Wiress nods at the blood rain. "One-thirty," she says.

"Exactly. One-thirty. And at two, a terrible poisonous fog begins there," I say, pointing at the nearby jungle. "So we have to move somewhere safe now." She smiles and stands up obediently. "Are you thirsty?" I hand her the woven bowl and she gulps down about a quart. Finnick gives Wiress the last bit of bread and she gnaws on it. With the inability to communicate overcome, she's functioning again.

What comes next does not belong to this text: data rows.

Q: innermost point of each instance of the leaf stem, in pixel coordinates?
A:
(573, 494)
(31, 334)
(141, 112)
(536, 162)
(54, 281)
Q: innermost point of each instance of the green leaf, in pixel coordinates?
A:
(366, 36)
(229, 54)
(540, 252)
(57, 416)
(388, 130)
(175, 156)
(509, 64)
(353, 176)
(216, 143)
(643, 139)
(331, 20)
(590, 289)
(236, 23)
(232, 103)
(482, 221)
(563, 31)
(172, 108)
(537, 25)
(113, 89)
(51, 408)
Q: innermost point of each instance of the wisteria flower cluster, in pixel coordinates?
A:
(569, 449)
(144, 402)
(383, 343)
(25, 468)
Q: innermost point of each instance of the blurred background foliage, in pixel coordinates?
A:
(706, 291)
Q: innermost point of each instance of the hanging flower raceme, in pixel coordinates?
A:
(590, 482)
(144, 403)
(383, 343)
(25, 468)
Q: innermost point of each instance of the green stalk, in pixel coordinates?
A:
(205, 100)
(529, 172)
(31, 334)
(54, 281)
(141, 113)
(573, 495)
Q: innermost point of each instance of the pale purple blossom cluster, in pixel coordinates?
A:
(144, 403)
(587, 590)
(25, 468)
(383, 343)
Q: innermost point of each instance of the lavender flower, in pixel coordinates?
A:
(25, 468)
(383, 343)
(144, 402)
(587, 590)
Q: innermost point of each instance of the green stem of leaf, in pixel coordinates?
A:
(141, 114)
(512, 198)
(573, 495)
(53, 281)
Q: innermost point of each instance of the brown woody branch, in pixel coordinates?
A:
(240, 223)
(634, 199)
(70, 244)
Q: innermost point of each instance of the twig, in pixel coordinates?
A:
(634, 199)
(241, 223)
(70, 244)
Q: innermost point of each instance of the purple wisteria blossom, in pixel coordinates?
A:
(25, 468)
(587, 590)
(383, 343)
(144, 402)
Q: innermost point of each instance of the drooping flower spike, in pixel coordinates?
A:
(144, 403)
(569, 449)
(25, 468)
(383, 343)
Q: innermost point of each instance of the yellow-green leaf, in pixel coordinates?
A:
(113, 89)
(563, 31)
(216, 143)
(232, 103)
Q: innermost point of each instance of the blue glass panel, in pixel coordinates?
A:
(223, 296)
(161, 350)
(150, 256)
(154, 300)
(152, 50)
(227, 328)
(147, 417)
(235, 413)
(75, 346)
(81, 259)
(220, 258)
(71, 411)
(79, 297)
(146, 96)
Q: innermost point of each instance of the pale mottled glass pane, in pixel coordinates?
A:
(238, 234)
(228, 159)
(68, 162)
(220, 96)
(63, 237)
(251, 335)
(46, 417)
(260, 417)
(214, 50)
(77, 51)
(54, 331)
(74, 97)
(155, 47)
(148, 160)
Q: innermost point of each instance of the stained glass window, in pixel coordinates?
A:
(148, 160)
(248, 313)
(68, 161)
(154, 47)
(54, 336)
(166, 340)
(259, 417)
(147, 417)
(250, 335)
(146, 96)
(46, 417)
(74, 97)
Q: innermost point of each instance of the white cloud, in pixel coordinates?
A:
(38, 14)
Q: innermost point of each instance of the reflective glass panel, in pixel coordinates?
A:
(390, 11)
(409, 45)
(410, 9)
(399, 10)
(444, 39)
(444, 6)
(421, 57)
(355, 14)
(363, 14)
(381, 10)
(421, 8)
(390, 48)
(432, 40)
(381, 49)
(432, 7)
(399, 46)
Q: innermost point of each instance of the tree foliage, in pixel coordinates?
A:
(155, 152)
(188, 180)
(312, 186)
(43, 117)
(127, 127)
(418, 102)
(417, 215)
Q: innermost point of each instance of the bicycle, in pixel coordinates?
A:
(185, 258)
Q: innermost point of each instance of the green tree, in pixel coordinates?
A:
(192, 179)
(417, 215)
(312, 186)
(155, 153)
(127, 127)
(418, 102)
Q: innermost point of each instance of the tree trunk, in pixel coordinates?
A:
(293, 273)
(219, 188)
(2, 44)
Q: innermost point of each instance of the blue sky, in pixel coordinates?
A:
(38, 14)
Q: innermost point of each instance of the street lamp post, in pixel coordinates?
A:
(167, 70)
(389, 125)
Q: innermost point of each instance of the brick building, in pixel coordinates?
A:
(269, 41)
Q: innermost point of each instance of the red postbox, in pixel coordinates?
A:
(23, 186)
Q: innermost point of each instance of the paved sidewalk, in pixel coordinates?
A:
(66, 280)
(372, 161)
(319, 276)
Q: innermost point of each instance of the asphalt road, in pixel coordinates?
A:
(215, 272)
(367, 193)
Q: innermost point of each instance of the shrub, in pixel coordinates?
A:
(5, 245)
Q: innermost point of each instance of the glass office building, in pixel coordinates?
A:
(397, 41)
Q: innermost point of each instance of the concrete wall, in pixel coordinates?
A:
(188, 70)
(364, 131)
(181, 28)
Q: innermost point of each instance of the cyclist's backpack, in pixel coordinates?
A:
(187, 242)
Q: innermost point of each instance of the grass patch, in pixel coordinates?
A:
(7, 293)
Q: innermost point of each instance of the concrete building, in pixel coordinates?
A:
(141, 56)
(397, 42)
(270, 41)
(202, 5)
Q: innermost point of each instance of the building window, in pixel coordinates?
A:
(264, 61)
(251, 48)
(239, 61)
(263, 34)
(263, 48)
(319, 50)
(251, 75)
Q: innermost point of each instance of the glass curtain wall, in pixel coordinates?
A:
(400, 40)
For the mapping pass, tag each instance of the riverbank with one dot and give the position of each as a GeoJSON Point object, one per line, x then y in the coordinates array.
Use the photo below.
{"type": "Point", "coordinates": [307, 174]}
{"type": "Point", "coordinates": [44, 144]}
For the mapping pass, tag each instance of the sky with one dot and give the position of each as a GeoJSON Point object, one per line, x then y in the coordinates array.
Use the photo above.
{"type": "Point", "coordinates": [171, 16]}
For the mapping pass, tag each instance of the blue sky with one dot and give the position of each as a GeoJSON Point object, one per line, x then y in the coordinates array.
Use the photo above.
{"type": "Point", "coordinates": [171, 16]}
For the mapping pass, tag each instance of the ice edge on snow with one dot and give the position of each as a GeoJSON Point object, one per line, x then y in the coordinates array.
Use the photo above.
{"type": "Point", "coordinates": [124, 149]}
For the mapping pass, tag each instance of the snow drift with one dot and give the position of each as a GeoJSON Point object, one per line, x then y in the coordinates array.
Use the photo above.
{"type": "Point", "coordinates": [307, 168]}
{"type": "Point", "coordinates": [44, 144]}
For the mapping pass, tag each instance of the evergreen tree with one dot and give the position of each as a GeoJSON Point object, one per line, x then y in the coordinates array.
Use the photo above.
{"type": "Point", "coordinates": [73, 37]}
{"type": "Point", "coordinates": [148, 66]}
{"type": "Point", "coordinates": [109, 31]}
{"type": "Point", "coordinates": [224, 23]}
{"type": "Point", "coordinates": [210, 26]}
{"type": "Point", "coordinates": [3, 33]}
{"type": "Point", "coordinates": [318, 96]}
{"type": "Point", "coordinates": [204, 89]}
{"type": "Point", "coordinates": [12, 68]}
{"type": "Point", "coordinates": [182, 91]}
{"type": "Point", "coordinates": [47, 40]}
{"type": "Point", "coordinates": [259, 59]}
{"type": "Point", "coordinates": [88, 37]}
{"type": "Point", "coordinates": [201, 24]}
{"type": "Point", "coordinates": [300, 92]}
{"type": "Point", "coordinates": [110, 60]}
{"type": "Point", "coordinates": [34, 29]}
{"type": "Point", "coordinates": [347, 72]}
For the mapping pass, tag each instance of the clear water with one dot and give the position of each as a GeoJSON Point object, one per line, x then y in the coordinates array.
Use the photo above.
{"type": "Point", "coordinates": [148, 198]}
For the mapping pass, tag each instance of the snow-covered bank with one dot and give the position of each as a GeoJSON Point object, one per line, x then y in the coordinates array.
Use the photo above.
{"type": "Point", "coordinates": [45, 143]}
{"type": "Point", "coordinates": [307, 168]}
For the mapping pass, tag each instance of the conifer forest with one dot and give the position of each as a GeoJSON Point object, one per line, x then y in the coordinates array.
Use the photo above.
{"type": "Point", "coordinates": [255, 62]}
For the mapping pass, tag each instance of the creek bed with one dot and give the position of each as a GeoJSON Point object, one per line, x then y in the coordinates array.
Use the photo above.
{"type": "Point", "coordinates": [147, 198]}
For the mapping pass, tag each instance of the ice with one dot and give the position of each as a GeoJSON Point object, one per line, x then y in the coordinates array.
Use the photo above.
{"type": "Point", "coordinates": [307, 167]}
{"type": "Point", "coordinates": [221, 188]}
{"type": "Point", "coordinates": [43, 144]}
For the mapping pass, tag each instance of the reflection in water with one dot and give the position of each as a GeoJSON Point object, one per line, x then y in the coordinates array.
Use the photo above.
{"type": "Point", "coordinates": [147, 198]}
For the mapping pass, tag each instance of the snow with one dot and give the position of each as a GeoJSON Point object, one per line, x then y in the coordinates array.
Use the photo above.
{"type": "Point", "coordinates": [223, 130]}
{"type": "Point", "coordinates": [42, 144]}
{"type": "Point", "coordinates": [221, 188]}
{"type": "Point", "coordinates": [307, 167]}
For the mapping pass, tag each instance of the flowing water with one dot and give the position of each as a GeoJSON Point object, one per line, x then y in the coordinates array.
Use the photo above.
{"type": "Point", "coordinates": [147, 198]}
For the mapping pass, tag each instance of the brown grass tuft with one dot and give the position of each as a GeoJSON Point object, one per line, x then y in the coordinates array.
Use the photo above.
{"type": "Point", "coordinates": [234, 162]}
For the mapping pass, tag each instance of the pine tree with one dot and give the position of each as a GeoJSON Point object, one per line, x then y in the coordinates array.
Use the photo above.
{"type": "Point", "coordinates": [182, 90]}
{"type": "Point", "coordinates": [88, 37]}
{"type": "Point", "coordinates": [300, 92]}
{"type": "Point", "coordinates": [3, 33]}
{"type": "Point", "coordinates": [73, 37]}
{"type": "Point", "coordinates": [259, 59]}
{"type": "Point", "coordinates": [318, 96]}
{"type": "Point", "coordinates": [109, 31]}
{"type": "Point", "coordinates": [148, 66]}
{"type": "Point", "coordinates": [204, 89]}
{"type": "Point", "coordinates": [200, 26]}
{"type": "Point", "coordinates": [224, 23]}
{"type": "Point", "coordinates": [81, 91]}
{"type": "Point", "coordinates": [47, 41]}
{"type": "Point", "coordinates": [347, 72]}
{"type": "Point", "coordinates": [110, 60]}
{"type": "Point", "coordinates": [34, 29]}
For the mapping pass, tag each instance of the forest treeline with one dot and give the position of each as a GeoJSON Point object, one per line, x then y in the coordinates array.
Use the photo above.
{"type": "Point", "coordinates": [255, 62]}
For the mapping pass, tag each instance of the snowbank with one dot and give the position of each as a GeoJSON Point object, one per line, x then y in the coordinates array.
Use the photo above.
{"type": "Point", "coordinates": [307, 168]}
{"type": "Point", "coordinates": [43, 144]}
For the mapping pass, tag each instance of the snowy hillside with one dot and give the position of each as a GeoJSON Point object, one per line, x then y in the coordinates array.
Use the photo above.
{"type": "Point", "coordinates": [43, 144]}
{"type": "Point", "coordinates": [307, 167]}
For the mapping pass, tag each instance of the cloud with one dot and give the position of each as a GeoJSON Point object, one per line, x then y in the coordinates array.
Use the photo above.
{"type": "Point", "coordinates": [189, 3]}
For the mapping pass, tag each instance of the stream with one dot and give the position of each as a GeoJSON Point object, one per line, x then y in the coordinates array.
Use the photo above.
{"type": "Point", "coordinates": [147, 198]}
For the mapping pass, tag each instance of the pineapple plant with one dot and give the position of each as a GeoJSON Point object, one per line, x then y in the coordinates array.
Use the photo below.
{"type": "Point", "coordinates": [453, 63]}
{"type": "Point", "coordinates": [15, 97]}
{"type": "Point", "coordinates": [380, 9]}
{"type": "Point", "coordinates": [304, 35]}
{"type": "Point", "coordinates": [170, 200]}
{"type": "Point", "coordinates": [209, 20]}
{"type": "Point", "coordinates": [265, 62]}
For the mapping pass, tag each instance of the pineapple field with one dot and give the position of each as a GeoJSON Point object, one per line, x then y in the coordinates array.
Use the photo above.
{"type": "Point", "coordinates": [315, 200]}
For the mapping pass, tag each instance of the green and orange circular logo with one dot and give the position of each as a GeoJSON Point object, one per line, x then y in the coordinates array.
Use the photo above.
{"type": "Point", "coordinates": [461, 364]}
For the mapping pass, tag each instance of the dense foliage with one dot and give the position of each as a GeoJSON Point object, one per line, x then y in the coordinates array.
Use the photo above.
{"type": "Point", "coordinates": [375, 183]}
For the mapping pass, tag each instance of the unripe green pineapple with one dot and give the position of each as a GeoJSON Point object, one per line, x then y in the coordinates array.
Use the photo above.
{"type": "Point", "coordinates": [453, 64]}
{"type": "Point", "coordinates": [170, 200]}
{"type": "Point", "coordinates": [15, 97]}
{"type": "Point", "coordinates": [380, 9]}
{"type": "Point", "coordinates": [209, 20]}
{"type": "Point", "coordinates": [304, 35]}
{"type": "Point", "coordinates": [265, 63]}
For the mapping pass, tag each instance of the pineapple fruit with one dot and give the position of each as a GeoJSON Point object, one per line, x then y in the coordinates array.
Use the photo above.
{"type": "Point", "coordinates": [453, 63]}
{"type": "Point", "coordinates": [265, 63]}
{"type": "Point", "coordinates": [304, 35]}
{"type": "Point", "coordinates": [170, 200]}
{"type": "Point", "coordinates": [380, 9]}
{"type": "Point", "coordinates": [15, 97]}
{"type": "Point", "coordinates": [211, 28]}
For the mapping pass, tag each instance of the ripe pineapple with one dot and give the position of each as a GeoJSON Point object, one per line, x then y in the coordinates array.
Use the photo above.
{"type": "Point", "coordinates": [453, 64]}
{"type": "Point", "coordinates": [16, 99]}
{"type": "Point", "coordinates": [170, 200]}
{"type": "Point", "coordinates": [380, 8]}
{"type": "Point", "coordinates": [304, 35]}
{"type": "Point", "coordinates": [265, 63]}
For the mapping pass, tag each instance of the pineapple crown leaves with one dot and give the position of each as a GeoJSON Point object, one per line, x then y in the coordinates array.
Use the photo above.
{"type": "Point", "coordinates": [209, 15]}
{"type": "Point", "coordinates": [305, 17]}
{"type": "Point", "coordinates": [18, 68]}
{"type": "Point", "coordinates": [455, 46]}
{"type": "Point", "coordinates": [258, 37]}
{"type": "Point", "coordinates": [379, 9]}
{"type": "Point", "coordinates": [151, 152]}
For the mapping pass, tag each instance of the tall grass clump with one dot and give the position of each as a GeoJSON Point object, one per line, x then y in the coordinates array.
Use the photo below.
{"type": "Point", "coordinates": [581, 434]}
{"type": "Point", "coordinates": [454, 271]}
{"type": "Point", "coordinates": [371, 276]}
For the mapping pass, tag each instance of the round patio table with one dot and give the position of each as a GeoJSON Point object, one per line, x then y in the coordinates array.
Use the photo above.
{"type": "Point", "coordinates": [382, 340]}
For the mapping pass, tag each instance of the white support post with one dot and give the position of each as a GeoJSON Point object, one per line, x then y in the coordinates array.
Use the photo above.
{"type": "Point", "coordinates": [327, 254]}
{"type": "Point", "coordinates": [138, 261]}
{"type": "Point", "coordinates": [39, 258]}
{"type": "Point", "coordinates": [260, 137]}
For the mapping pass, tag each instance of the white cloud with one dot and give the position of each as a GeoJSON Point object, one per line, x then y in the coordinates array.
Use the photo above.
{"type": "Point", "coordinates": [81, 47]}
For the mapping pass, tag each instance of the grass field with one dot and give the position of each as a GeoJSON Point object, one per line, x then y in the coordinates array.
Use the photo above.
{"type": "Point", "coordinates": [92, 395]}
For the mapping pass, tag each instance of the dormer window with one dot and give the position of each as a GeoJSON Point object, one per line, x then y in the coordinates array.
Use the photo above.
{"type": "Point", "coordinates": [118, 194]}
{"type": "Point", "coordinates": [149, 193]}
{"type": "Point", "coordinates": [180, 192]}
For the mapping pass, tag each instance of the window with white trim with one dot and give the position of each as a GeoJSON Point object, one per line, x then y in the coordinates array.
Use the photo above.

I go to set the bowl of water aside, but Peeta stops me and insists that I drink some too. My first instinct is to protest, but I remember how quickly I succumbed to dehydration last night, and decide that's no state for me to be in if I am to keep him alive. So I drink, which seems to relax him a little bit.

I check my weapons. Tie up the spile and the tube of medicine in the parachute and fix it to my belt with a vine.

Beetee's still pretty out of it, but when Peeta tries to lift him, he objects. "Wire," he says.

"She's right here," Peeta tells him. "Wiress is fine. She's coming, too."

But still Beetee struggles. "Wire," he insists.

"Oh, I know what he wants," says Johanna impatiently. She crosses the beach and picks up the cylinder we took from his belt when we were bathing him. It's coated in a thick layer of congealed blood. "This worthless thing. It's some kind of wire or something. That's how he got cut. Running up to the Cornucopia to get this. I don't know what kind of weapon it's supposed to be. I guess you could pull off a piece and use it as a garrote or something. But really, can you imagine Beetee garroting somebody?"

"He won his Games with wire. Setting up that electrical trap," says Peeta. "It's the best weapon he could have."

There's something odd about Johanna not putting this together. Something that doesn't quite ring true. Suspicious. "Seems like you'd have figured that out," I say. "Since you nicknamed him Volts and all."